Subject: Genomics & Computational Biology Newsletter for Elman
Several recent studies have explored the application of computational methods, including foundation models (FMs) and large language models (LLMs), to complex biological problems, revealing both promising advances and persistent challenges. Xu et al. (2024) (Xu et al., 2024) cast doubt on the universal efficacy of the FM paradigm, demonstrating that in specialized domains like genomics, satellite imaging, and time series analysis, carefully tuned supervised models can outperform state-of-the-art FMs.
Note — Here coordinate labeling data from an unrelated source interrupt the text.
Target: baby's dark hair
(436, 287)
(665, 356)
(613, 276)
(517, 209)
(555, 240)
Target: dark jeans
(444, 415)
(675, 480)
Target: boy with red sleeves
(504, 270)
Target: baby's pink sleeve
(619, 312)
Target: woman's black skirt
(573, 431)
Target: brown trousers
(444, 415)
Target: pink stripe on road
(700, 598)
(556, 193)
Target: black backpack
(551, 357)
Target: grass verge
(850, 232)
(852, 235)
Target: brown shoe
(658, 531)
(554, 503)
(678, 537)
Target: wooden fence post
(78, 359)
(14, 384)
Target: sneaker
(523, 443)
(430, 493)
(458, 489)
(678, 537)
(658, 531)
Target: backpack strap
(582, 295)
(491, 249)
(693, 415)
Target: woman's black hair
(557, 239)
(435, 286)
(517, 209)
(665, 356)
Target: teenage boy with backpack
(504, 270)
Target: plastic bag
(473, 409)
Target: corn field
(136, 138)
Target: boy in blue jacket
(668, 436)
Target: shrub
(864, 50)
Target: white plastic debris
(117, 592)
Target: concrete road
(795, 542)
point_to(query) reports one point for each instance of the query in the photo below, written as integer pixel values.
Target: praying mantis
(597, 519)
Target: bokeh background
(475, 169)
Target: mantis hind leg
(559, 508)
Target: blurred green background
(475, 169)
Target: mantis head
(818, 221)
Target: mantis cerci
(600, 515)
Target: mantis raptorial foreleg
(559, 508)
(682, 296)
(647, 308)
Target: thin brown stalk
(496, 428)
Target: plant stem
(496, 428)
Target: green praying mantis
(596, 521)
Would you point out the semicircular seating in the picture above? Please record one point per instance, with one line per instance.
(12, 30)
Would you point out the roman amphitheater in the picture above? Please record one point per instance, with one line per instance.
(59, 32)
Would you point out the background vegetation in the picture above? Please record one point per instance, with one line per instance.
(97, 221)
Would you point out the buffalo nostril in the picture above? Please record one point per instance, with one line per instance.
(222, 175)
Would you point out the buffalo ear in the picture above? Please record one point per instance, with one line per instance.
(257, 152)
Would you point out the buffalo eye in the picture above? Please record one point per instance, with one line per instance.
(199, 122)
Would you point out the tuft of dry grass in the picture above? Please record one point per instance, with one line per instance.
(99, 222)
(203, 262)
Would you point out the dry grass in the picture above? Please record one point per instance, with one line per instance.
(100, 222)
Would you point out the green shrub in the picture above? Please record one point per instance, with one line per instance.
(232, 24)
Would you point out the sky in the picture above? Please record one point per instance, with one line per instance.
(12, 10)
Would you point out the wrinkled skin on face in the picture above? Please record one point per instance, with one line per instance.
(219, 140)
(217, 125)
This underscores the importance of rigorous benchmarking and suggests that the benefits of large-scale pretraining observed in vision and language tasks have yet to fully translate to other domains. Complementing this, Celikkanat et al. (2024) (Celikkanat et al., 2024) revisited k-mer profiles for genome representation learning, proposing a lightweight model for metagenomic binning that rivals the performance of more complex genome foundation models while offering superior scalability. This suggests that simpler, more interpretable methods may still hold significant value in specific genomic tasks.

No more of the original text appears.